Section 26 at least clarifies the position with the pre-CJJA case law and now makes clear that where admiralty proceedings are stayed on the basis of an agreement to arbitrate, the court either orders the retention of the arrested property to stand as security for the satisfaction of any arbitration award, or it may order that alternative security be provided. It is noteworthy that s 26 does not say in clear precise terms that it is possible to arrest as security for arbitration; instead, all it actually does is prescribe a form of procedure where the court can order the retention of security if those procedural requirements are met. This makes little practical difference since a plaintiff may bring an action in rem against the defendants vessel in the UK despite his motive to solely obtain security for arbitration and even if the court stays the in rem proceedings it may order that the vessel be retained as security (or alternative security is provided) which is all the plaintiff wants after all.

An example is seen in The World Star 10 where charterers arrested the ship solely to obtain security for arbitration proceedings.

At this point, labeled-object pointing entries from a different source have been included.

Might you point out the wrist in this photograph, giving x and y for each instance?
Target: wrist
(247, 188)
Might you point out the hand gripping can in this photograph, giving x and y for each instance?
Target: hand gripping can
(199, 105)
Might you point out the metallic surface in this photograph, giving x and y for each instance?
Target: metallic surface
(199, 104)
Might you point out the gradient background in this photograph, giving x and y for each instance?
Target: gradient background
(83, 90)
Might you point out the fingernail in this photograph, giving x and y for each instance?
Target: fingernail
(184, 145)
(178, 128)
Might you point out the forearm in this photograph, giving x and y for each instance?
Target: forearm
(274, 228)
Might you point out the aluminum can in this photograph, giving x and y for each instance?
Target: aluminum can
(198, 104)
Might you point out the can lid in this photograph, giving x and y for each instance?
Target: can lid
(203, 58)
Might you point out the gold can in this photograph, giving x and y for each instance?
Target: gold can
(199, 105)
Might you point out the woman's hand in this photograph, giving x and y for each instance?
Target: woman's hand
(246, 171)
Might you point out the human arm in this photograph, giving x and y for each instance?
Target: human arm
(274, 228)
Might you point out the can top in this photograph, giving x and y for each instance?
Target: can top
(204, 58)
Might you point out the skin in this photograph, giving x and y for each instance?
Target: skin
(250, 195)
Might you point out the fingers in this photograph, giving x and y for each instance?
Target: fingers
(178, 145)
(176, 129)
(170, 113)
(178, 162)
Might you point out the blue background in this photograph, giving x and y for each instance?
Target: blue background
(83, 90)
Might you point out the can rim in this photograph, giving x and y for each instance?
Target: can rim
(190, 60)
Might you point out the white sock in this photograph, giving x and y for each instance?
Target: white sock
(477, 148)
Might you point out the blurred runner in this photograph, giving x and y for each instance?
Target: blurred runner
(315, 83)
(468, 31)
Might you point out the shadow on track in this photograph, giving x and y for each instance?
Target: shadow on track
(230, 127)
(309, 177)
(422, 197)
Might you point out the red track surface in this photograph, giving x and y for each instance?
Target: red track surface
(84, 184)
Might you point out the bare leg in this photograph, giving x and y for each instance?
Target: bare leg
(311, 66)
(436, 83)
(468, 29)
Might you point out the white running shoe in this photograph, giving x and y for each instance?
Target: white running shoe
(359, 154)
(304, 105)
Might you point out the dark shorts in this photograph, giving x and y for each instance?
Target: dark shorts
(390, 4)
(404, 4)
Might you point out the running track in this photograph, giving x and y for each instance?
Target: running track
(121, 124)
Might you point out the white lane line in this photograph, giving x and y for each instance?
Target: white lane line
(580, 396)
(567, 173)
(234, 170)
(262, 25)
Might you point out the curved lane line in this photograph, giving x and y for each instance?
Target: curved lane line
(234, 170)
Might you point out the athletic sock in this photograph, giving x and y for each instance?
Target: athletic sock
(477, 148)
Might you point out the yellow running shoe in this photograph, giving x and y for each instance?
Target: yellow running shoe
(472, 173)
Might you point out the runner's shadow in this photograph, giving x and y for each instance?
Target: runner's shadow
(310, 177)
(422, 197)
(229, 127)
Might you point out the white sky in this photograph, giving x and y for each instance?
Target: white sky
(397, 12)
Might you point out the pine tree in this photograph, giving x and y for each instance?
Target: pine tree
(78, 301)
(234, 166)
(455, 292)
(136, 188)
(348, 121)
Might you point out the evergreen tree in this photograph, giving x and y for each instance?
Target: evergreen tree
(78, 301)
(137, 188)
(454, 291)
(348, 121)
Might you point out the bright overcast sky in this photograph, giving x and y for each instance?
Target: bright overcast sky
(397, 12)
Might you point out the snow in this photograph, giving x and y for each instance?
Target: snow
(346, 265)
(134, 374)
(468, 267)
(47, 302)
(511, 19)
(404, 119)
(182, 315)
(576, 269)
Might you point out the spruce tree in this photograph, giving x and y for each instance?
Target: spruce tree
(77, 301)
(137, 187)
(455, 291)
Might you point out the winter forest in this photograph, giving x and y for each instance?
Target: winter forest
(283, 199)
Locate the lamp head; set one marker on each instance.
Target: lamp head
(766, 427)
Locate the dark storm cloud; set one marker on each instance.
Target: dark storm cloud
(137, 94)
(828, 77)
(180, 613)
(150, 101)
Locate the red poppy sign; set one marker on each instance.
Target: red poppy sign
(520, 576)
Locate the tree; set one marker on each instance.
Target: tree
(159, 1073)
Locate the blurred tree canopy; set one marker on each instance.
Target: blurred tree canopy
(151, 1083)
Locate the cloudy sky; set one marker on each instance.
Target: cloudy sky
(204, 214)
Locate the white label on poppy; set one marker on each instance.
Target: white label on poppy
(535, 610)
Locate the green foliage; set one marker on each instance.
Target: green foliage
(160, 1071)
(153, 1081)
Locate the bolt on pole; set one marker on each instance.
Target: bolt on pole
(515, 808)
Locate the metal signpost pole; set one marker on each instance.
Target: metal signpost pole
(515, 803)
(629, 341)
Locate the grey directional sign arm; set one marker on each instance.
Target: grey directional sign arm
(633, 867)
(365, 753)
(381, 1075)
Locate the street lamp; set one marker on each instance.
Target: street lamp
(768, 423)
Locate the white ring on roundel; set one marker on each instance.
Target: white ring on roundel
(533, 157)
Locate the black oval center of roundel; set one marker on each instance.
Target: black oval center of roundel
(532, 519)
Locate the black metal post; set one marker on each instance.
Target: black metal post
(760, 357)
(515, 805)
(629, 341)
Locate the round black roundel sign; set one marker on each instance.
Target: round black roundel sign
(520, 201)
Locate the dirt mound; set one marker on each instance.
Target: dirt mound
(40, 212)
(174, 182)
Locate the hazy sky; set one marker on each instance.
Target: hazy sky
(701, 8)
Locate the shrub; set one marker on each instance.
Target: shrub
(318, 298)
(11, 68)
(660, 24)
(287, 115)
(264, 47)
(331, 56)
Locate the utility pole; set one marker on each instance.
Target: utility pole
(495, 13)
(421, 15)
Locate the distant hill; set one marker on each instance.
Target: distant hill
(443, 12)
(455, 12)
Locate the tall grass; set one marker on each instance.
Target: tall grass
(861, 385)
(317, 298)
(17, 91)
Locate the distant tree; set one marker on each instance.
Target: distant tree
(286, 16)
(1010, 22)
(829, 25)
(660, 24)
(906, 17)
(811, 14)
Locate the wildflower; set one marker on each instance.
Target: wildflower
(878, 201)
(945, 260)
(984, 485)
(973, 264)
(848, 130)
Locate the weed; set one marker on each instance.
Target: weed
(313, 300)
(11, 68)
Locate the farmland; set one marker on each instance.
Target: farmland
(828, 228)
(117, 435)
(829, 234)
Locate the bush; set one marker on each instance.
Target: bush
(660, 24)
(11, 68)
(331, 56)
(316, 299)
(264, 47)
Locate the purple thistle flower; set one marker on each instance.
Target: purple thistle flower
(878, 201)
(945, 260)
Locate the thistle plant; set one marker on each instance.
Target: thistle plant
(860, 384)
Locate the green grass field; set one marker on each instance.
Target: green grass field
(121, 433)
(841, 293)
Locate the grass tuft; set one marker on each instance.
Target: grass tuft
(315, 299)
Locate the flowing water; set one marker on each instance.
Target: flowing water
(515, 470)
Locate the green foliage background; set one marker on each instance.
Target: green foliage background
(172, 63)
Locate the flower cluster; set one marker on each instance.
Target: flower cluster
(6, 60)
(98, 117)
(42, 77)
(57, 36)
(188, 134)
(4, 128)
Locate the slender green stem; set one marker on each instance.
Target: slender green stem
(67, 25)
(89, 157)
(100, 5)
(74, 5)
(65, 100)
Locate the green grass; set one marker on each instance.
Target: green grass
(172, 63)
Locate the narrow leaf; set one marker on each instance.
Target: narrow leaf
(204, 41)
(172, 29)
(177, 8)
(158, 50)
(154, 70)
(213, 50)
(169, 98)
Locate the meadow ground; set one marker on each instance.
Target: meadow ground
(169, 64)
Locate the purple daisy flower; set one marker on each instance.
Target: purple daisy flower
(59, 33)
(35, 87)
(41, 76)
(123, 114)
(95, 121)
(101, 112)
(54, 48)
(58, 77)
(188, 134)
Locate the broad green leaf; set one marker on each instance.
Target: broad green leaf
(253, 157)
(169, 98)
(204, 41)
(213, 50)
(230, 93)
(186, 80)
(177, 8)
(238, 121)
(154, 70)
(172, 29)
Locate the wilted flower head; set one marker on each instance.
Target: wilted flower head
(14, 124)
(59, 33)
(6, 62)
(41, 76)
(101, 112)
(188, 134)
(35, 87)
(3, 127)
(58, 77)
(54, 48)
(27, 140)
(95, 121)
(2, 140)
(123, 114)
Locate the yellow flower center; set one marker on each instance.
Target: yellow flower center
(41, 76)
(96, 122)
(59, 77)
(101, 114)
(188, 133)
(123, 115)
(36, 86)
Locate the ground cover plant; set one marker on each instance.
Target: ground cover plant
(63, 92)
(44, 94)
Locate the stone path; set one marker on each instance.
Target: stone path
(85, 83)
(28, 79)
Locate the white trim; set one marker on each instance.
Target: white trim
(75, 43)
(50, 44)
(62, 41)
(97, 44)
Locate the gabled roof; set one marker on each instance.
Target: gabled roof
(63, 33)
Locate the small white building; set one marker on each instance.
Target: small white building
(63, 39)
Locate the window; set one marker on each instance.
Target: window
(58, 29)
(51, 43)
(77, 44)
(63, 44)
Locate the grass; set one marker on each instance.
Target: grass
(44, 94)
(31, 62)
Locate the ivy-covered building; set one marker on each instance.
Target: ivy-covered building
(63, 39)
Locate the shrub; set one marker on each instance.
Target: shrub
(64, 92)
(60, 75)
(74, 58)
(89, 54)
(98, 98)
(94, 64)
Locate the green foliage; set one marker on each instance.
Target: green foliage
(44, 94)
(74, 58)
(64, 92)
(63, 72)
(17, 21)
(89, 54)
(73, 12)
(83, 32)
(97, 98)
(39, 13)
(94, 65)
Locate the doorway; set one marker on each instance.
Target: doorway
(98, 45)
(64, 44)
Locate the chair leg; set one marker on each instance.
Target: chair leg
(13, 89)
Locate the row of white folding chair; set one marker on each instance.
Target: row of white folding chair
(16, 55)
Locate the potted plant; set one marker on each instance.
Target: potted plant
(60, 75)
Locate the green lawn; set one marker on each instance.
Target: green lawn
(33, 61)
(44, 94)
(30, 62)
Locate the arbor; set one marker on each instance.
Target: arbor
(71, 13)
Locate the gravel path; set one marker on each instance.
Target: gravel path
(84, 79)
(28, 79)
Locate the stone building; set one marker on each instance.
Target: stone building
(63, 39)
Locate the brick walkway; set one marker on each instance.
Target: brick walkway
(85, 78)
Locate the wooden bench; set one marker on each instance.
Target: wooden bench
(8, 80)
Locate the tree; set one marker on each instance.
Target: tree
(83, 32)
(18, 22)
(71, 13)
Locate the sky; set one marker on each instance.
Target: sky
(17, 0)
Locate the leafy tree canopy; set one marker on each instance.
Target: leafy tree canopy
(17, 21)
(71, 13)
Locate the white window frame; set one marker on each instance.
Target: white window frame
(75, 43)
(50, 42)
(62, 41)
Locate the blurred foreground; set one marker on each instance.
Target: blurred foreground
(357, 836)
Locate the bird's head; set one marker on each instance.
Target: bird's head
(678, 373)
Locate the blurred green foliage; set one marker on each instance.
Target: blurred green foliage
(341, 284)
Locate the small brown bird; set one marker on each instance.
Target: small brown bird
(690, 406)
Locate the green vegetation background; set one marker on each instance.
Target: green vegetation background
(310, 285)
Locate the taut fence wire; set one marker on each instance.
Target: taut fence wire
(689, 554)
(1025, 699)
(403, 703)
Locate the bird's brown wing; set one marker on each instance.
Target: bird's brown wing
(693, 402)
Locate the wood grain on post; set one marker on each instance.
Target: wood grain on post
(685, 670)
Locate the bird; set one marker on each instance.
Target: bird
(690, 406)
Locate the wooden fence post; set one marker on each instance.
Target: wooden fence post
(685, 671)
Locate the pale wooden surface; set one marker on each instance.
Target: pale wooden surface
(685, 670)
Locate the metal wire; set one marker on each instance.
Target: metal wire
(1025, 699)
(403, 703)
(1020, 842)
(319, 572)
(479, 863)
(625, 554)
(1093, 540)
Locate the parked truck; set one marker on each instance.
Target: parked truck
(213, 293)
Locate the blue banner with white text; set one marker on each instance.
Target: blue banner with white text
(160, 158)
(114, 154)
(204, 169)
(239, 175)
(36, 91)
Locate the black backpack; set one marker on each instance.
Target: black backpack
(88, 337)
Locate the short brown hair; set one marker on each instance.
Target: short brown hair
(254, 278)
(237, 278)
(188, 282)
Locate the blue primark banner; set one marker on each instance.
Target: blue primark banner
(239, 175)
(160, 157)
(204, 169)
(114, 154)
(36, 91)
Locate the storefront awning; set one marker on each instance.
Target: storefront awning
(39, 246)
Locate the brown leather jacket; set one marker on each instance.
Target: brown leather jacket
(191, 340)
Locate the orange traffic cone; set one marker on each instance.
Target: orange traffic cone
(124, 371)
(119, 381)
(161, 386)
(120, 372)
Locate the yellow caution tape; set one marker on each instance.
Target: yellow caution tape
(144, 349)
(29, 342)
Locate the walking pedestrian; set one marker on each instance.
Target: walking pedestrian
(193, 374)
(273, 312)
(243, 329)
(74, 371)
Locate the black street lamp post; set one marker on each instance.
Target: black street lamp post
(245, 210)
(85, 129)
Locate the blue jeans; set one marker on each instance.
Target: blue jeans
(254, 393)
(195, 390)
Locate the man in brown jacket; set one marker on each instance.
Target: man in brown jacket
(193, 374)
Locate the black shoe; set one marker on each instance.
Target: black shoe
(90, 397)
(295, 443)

This was the sort of application that the English courts had held to be impermissible prior to the advent of s 26. 11 The defendant shipowners applied for a stay and for an order that the vessel be released from arrest. Sheen J concluded that since, as a matter of procedure, the case fell squarely within s 26, the court could order the retention of the vessel as security for the satisfaction of the arbitration award. 12 In another case, The Bazias 3 and Bazias 4; 13 the plaintiffs issued in rem proceedings against the vessel, having given due warning that they intended to arrest the vessel in order to obtain security amounting to $10.7 m. The defendants applied for a stay under s 1 of the English Arbitration Act 1975. On appeal, they argued that the pre-existing practice was preserved by s 26 so that in respect of a claim that was subject to an arbitration clause, the court had a discretion to release the vessel without requiring equivalent security depending on whether the defendant was likely to be able to meet any arbitration award in the plaintiffs favor. In other words, s 26 does not bind the court to make an order under sub-s (a) and sub-s (b). It may take a third route, that is, to make an order releasing the vessel without equivalent security. The plaintiffs, on the other hand, argued that the effect of s 26 was to assimilate claims in arbitration with in rem proceedings in the Admiralty Court so that the discretion would be the same in both classes of case.

In reply to the defendants argument, the court stated that the wider discretion in arbitration cases was an inevitable consequence of the security afforded by in rem proceedings not being able to enforce an award and only being available in respect of in rem proceedings. Lloyd LJ agreed with the plaintiffs that the purpose of s 26 was to assimilate the three classes of claim in all respects and there is nothing in the language of s 26 nor in the cases decided immediately before the CJJA 1982, which is inconsistent with that argument. Having said that, the usual practice has always been that the vessel will only be released on the provision of sufficient security to cover the amount of the claim, plus interest and costs on the basis of the plaintiffs reasonably best arguable case.

14 Counsel for the defendants also wanted the courts to exercise their powers under s 26(2)of the CJJA 1982 to order the plaintiffs to give a cross-undertaking in damages in case the arrest turns out to be unjustified by which they mean the plaintiffs claim in arbitration fails in toto. But the courts stated that it is not usual admiralty practice and they do not regard this case as being one in which they could introduce so far reaching a change in the practice for the first time. But there is nothing to stop the defendants from requesting the plaintiffs to deposit security for the losses they are likely to suffer whilst the vessel remains under arrest.